Wir fragen die Bundesregierung:

Fragen10

1

Welche Schlussfolgerungen zieht die Bundesregierung nach Kenntnisnahme der drei in der Vorbemerkung exemplarisch geschilderten Fälle bezüglich des Einsatzes von Leiharbeit bzw. Werk-/Dienstleistungsverträgen? Hält die Bundesregierung das Vorgehen, wie es zurzeit praktiziert wird, für legal und mit dem geltenden Recht vereinbar (bitte begründen)?

2

Entspricht ein wie in der Vorbemerkung geschilderter Einsatz von Leiharbeitskräften den politischen Intentionen, die mit der Schaffung des Arbeitsmarktinstrumentes Leiharbeit verbunden waren? Wenn ja, inwiefern? Wenn nein, warum nicht?

3

Inwiefern finden solche Fälle Eingang in die derzeit stattfindende Prüfung notwendiger gesetzgeberischer Änderungen im Arbeitnehmerüberlassungsgesetz? Leitet die Bundesregierung aus den geschilderten Fällen gesetzgeberischen Handlungsbedarf ab? Wenn ja, welchen? Wenn nein, warum nicht?

4

Sieht die Bundesregierung einen Handlungsbedarf vor dem Hintergrund, dass die Kündigung eines Werkvertrages als Aushebelung der im Betriebsverfassungsgesetz vorgesehenen Rechte zur Bildung von Betriebsräten dienen kann, wie es im Beispiel der Werkdienstleister der „Kieler Nachrichten“, die zudem bis 2009 an der TB Personaldienste GmbH beteiligt waren, momentan geschieht? Wie begründet die Bundesregierung ihre Einschätzung?

5

Betrachtet die Bundesregierung den Abschluss von Werk- bzw.

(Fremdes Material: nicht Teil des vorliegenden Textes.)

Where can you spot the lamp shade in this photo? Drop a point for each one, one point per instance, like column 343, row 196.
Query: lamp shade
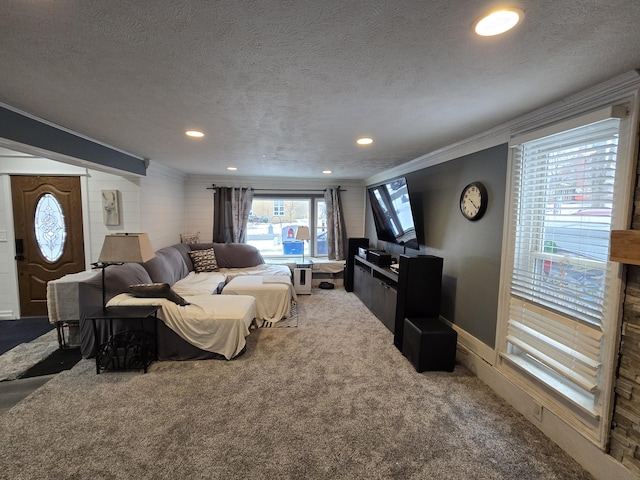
column 126, row 247
column 303, row 233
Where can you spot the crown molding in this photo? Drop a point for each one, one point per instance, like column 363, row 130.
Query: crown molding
column 615, row 90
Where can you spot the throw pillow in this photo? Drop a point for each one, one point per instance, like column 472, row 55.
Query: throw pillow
column 204, row 260
column 190, row 238
column 157, row 290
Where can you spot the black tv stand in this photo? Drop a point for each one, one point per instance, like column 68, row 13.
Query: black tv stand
column 412, row 292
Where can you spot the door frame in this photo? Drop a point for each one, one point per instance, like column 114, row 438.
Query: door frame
column 44, row 167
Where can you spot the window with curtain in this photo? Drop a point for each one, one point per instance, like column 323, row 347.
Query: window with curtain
column 560, row 289
column 273, row 223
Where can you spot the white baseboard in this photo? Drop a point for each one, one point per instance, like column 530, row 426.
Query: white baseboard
column 601, row 465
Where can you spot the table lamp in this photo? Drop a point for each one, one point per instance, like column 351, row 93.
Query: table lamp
column 303, row 234
column 119, row 248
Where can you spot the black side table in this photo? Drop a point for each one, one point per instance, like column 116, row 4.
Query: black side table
column 128, row 349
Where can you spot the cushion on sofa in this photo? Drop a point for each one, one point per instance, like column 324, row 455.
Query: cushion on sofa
column 184, row 249
column 157, row 290
column 204, row 260
column 168, row 266
column 233, row 255
column 117, row 278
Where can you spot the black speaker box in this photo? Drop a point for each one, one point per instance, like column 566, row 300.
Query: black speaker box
column 429, row 344
column 419, row 290
column 379, row 258
column 353, row 244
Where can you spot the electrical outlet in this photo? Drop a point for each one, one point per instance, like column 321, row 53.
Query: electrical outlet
column 537, row 412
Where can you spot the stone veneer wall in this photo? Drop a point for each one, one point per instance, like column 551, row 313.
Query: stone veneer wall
column 625, row 433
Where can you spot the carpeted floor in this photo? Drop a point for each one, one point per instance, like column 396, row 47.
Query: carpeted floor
column 19, row 359
column 331, row 399
column 59, row 361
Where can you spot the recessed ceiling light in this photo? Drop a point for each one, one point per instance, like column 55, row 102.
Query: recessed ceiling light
column 498, row 22
column 194, row 133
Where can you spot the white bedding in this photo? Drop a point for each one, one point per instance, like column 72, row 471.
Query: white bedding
column 205, row 283
column 214, row 323
column 263, row 269
column 273, row 294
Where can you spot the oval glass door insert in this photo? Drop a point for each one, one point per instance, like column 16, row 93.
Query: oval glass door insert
column 49, row 227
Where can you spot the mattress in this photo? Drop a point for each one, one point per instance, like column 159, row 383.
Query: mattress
column 214, row 323
column 273, row 294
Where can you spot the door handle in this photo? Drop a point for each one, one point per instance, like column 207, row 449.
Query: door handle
column 19, row 249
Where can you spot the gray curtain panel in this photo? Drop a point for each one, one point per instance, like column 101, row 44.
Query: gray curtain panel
column 336, row 231
column 231, row 207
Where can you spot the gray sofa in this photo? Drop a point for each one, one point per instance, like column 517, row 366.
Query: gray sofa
column 169, row 265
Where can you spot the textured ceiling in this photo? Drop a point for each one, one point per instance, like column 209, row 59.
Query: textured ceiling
column 283, row 88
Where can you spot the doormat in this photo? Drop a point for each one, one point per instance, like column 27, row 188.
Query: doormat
column 60, row 360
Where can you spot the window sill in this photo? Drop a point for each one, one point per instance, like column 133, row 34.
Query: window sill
column 572, row 396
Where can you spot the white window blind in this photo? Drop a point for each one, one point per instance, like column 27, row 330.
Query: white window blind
column 562, row 205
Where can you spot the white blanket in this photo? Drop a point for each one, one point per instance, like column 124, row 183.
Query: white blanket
column 263, row 269
column 273, row 294
column 214, row 323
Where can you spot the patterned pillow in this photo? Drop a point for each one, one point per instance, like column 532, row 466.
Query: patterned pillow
column 204, row 260
column 190, row 238
column 157, row 290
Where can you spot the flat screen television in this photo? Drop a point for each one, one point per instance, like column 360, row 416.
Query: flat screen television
column 392, row 213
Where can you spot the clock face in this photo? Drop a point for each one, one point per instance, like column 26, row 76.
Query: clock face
column 473, row 201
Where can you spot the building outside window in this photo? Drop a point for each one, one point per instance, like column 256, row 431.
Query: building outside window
column 273, row 224
column 563, row 292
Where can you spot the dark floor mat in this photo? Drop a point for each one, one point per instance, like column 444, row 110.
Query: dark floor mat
column 24, row 330
column 61, row 359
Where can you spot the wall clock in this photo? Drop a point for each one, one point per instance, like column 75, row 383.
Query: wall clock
column 473, row 201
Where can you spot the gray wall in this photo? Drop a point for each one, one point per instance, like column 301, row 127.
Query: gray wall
column 471, row 250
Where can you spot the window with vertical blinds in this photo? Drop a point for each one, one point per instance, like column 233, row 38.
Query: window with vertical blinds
column 561, row 210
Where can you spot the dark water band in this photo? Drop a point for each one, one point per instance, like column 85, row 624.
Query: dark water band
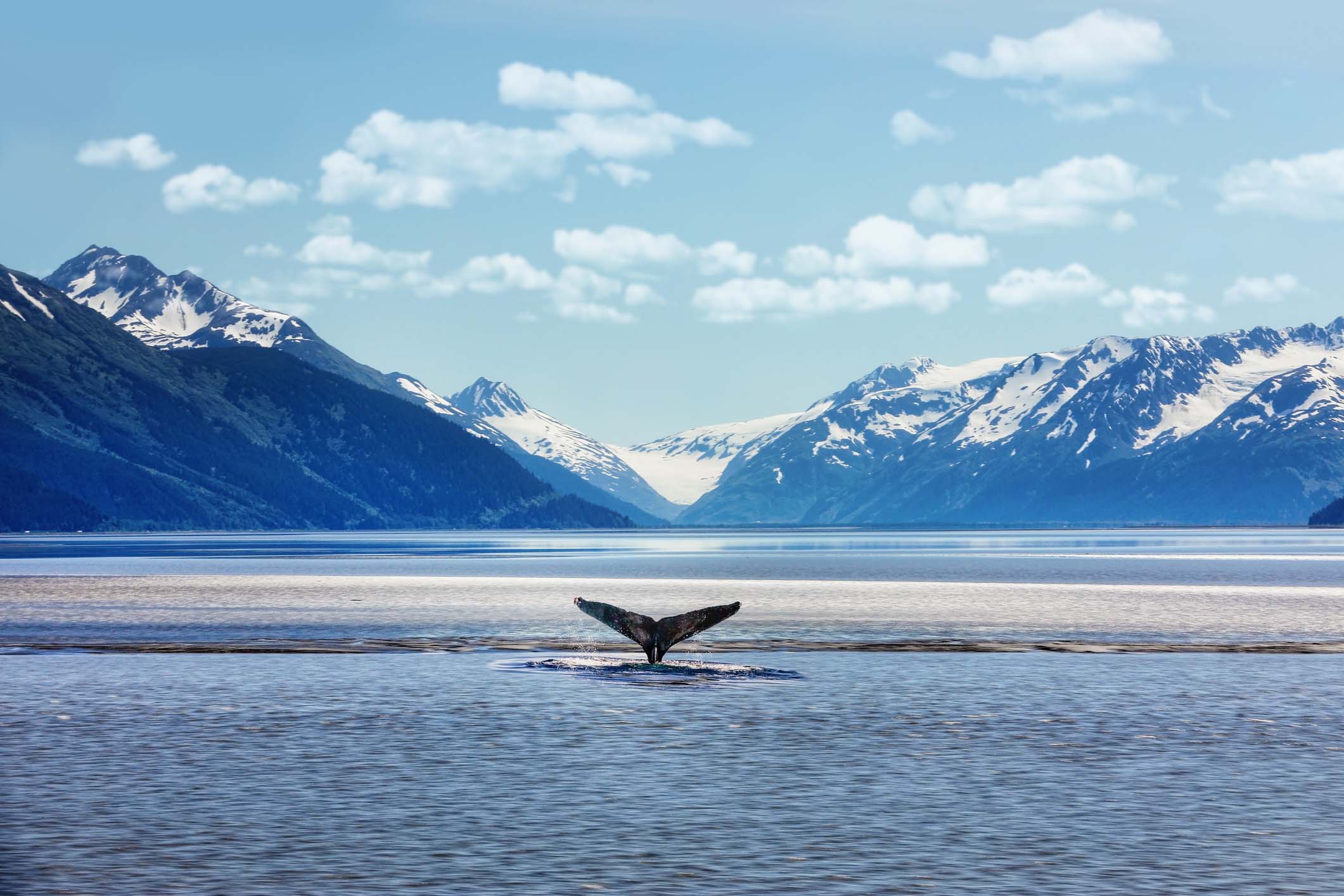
column 465, row 645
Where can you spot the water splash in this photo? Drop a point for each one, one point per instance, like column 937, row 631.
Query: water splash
column 637, row 672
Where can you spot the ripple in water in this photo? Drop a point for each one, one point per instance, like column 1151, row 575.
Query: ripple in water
column 667, row 674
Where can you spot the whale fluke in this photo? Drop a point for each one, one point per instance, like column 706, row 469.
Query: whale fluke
column 656, row 636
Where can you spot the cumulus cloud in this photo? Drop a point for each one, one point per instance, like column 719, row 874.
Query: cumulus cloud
column 501, row 273
column 909, row 128
column 1146, row 307
column 581, row 295
column 621, row 174
column 1070, row 194
column 1101, row 46
column 141, row 151
column 1040, row 285
column 808, row 261
column 746, row 298
column 629, row 136
column 641, row 295
column 393, row 162
column 323, row 283
column 532, row 87
column 1065, row 106
column 1309, row 186
column 575, row 292
column 620, row 248
column 428, row 163
column 725, row 257
column 218, row 187
column 1262, row 289
column 880, row 243
column 334, row 245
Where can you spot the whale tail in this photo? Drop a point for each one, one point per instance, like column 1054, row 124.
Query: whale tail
column 656, row 636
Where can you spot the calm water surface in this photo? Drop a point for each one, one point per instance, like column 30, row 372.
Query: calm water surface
column 756, row 771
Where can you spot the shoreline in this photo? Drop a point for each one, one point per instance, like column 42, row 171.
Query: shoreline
column 569, row 645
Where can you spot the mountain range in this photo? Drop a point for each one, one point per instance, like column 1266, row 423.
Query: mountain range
column 1227, row 429
column 98, row 430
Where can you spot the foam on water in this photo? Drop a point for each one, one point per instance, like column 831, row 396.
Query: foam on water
column 635, row 670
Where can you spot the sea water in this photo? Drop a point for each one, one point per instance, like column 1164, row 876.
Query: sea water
column 508, row 765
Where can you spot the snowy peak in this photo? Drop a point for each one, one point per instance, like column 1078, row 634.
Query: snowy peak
column 686, row 465
column 490, row 398
column 181, row 310
column 1307, row 394
column 495, row 405
column 1019, row 440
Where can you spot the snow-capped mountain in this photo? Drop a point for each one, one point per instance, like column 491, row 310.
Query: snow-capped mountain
column 545, row 437
column 184, row 310
column 686, row 465
column 1115, row 430
column 101, row 432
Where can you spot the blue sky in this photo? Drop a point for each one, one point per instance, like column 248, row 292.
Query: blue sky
column 725, row 217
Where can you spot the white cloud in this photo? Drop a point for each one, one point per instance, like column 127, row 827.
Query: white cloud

Dienstleistungsverträgen, in Fällen wie dem der „Kieler Nachrichten“, als Umgehung der gesetzlichen Vorschriften im Arbeitnehmerüberlassungsgesetz? Wenn nicht, warum nicht?

6

Ist es der Bundesregierung möglich zu beziffern, wie viele Beschäftigte jeweils in den drei in der Vorbemerkung geschilderten Fällen zusätzlich zu ihrem Lohn von der Bundesagentur für Arbeit Aufstockungsleistungen aus der Grundsicherung für Arbeit erhalten? Wie hoch sind die Finanzmittel, mit denen die Grundsicherungsträger die Niedriglöhne dieser Leiharbeiterinnen und Leiharbeiter aufstocken, um deren Existenz zu sichern?

7

Haben die genannten Leiharbeitsfirmen eine Genehmigung der Bundesagentur für Arbeit? Wenn nicht, warum nicht?

8

Hat die Firma PND Service GmbH der Tabel Gruppe, deren Firmenmailadresse einem account der Universität Hannover entspricht, die Erlaubnis der Bundesagentur für Arbeit zur Durchführung von Arbeitnehmerüberlassungen?

9

Erhält die SAGA/GWG als öffentliches Unternehmen auch öffentliche Förderungen vom Bund oder der EU? Wenn ja, in welcher Höhe, und für welchen Zweck?

10

Welche Maßnahmen gedenkt die Bundesregierung zu ergreifen, um einen strategischen Einsatz von Leiharbeit zur Gewinnmaximierung auszuschließen, die durch den systematischen Einsatz von Steuergeldern zur Existenzsicherung von Leiharbeitsbeschäftigten ermöglicht wird? Wie begründet die Bundesregierung ihr Vorgehen?